NARUTOも確かに・・・初期の頃は「少年漫画らしさ」も十分あるわけだけど、いきなり第一話から、かなりヘビーな内容があったりで、色々と深い問題を内包していたりします(先日の雑考でもちょっとだけ触れましたが・・)。 
そして最近のNARUTOは、扱っている問題がより深く、正直大人が読んでも「手ごたえ」と感じることが多いです。 でも、だからといって、けして「難解」という訳ではなく、読む年齢層によって感じ方、読み方も様々だろうと思うし(そして、それが「可能」ということ)、いくらでも深く考える事「も」出来る・・・それがまた魅力なんですよね(と感じてます)。
 
そういえば、コミックス63巻の「作者からの一言」に、こんな事が書いてありましたよね。
 
《最近マジで感じるんだよね、歳とったと…(中略) 第一進化を終え、今やオッサンからジジイに第二進化中!ポケモンは強くなるけど人間は弱くなるんだね!でもマンガはガンバル!!》って。
 
連載開始から約14年、先生自身も「進化(変化)」されてるんだなぁと(失礼)、いや、ジジくさくなったわけじゃなくて、「少年誌を描くのにふさわしい年代」を超えて、以前目指しておられた「青年誌」向けの内容を描かれる「時」が熟している事を、先生ご自身が感じられているのかな、と・・・。

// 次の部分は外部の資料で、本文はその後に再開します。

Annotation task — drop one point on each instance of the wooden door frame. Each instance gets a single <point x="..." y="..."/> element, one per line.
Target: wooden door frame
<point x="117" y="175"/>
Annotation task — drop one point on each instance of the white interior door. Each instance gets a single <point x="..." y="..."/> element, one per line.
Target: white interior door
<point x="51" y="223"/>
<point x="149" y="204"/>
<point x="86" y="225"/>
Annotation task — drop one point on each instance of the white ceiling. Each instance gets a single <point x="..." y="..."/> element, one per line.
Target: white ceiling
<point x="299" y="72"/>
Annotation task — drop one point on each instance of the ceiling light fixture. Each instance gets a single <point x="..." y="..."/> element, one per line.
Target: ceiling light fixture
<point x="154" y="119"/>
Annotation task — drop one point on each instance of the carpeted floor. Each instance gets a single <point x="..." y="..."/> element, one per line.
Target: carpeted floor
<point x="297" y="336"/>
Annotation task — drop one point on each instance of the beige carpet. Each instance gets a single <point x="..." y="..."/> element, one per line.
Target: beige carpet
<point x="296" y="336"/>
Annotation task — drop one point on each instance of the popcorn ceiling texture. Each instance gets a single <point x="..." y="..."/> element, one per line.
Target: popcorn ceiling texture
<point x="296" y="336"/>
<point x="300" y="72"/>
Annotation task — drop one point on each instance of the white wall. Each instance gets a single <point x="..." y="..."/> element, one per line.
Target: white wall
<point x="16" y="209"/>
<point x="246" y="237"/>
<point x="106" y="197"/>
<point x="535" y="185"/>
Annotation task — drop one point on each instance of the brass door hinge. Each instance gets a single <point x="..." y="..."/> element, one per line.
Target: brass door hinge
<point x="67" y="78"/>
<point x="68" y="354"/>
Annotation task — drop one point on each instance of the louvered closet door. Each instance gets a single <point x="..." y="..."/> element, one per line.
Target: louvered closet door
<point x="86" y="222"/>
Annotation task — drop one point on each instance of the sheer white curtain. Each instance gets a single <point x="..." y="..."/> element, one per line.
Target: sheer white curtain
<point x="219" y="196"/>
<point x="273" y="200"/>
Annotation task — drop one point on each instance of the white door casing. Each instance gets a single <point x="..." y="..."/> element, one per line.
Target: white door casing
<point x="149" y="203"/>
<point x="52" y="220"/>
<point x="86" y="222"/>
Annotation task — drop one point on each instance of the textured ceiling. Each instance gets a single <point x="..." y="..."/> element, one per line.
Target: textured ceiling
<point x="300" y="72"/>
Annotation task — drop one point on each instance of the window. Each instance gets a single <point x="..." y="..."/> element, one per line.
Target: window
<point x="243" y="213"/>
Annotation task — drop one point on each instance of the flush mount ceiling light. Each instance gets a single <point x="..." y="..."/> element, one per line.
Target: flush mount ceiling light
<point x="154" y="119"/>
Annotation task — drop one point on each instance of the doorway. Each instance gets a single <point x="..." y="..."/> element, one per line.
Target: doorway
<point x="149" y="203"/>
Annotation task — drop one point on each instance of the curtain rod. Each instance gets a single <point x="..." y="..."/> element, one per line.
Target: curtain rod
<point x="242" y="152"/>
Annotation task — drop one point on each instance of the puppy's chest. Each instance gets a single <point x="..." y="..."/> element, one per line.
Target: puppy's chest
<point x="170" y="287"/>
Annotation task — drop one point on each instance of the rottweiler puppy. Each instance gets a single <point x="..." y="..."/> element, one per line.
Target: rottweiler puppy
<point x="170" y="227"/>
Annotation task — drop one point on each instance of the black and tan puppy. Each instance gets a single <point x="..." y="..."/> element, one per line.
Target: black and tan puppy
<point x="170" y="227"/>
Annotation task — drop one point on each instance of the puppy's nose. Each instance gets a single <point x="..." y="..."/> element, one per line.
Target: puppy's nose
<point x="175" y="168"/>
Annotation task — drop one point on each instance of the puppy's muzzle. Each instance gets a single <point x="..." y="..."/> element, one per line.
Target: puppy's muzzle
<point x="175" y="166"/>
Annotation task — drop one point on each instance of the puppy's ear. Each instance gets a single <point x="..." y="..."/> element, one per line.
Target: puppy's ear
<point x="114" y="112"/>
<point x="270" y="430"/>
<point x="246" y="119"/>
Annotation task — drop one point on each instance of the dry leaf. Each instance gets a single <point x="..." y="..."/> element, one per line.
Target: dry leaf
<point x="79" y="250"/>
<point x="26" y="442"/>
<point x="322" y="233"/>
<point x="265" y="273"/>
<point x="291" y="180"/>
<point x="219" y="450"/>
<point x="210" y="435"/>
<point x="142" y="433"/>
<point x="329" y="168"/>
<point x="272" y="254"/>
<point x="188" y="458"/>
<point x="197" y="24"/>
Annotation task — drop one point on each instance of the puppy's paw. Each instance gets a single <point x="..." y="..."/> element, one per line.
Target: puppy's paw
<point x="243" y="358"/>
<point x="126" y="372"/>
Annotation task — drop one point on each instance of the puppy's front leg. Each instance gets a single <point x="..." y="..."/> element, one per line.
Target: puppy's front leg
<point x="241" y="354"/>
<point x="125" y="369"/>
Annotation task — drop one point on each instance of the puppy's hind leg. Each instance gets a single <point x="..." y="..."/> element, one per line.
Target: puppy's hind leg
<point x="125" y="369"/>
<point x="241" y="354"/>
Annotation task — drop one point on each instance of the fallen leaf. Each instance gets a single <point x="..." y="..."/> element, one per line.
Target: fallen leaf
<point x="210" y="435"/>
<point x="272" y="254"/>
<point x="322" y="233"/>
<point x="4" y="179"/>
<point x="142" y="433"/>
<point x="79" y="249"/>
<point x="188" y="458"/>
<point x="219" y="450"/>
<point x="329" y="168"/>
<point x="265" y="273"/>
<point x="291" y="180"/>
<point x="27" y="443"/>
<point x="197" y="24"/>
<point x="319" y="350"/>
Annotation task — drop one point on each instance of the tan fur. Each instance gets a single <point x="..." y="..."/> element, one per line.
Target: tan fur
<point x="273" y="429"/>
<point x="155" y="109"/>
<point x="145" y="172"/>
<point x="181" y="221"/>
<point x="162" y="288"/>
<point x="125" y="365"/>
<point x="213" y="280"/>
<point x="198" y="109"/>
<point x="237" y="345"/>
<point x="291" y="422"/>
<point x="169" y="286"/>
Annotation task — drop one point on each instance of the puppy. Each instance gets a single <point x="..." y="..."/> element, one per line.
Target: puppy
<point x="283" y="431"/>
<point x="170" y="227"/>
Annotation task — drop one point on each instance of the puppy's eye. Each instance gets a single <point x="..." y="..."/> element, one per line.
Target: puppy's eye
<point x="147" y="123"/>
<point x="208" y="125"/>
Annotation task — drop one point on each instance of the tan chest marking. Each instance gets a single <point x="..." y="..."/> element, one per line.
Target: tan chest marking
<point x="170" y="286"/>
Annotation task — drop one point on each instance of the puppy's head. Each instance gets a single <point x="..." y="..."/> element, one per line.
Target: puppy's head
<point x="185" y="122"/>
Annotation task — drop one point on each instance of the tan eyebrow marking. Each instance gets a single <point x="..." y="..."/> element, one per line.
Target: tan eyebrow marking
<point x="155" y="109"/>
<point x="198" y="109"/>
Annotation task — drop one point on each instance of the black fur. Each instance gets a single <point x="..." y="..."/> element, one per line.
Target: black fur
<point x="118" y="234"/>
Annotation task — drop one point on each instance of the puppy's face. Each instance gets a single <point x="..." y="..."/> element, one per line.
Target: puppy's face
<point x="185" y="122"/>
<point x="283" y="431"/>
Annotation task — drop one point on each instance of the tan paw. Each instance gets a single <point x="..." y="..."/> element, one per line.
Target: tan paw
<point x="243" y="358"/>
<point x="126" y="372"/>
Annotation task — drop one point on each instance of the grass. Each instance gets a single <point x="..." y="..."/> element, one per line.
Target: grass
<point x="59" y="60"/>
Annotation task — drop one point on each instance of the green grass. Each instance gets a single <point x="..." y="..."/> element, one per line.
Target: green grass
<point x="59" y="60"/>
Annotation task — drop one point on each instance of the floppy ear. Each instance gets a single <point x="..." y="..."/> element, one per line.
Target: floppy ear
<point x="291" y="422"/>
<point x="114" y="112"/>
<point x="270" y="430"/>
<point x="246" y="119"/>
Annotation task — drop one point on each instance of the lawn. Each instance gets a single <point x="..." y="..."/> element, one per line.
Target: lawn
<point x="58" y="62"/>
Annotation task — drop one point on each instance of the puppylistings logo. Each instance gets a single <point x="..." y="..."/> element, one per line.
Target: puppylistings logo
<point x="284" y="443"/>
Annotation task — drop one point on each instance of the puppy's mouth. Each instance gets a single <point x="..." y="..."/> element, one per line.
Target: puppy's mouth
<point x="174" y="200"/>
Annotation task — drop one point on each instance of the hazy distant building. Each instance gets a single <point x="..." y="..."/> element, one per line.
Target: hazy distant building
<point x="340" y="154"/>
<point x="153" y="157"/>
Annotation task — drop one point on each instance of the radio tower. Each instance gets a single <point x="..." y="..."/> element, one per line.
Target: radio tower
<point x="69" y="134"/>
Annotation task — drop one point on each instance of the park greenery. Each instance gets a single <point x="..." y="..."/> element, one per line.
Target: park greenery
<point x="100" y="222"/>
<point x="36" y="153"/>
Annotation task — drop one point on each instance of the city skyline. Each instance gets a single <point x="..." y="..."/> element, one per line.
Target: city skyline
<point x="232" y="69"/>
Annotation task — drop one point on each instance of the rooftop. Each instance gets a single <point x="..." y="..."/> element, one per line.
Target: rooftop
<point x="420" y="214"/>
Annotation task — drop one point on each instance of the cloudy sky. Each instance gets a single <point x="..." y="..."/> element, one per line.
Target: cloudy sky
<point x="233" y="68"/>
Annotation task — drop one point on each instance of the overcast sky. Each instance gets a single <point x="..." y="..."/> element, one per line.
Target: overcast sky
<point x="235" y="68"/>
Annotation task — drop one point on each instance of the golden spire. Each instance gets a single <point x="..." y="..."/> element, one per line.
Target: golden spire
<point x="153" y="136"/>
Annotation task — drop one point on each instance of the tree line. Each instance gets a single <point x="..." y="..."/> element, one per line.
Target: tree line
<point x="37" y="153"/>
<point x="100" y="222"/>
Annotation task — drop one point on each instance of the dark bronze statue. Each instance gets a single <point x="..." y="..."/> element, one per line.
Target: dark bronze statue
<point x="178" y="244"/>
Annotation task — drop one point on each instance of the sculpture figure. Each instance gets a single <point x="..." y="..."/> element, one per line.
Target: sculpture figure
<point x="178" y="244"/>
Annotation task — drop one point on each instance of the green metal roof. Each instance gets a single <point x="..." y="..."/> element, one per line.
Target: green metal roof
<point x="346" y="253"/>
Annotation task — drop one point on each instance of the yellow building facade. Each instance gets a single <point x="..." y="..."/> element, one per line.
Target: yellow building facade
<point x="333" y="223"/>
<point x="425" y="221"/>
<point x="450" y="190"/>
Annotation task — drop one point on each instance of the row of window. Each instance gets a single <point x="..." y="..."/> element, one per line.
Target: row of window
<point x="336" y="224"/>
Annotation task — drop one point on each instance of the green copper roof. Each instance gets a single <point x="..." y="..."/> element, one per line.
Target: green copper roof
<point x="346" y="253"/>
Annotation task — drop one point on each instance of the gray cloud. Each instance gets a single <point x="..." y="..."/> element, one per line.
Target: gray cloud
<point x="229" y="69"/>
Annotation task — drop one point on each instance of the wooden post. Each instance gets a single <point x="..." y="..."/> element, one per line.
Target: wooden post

といいますのは、最近のNARUTOを読んでいて感じる事が、「大人達」が実に魅力的に描かれているという事なんです。 何といいますか、初期の頃(第一部)は「主人公ナルトや同期達」の眩しさが、際立って感じられるのですが(大人の登場人物達に比べて)、最近のNARUTOでは、主人公のナルト以上に、周囲の大人達(それも「年配」の人達)に輝きを感じてしまうのです。特に、最近の大蛇丸なんて輝きまくっていますから(笑) 
 
それは「大蛇丸が毒抜けしていい感じになった」という意味じゃあなくって、サスケ達新しい世代の成長に目を細めていたりとか、そして彼らを全力で見守ろうとしていたり、だからといって「失敗した己」を責めたり卑下したりではなく そんな自分自身のことさえ「温かく」正直に受け入れてる・・その姿が「美しい」と感じてしまうのです。 
大蛇丸のような「若い世代を見守る魅力的な大人達」が生き生きと描かれているのは、先生がNARUTOと共に「時を歩まれた」賜物なのかな・・と(って、全然マリオの話になってませんな・・)。
 
先生は、マリオで「いつもとは違う岸本斉史をみてもらえるとすごく嬉しいです」とインタビューでおっしゃっていますが、NARUTOの「先入観」があるせいか、私はマリオにNARUTOに近いものを感じてしまいました(先生ゴメンナサイ・・)。 いや、主人公は大人だし、舞台はニューヨークだし、出てくるのは拳銃と札束、タバコにコーヒーだったり、シャガールの絵だったりと・・たしかに描かれた世界から漂ってくる「ニオイ」は全然違うんだけど、NARUTOと共通するテーマを感じてしまったのです。
 
「自分はこの世界でずっと生きてきたんだぜぃ」みたいに突っ張っていた主人公マリオが、「感情を消してしまった」人物(サオリ)と出会い、忘れていた「つもり」だった愛を取り戻して「自分自身」も取り戻していく・・これも忍達の話と似ているなぁ・・と思ってしまったんです。 もちろん、こういった「突っ張りながらも 必死で生きてる、愛すべき人間達」の姿は、岸本先生にとって重要なテーマなのかもしれないし、先生の漫画ならではの「個性」といえるのかもしれません(赤マルジャンプに掲載された読み切りの「NARUTO」にも似ているテーマといいますか・・)。 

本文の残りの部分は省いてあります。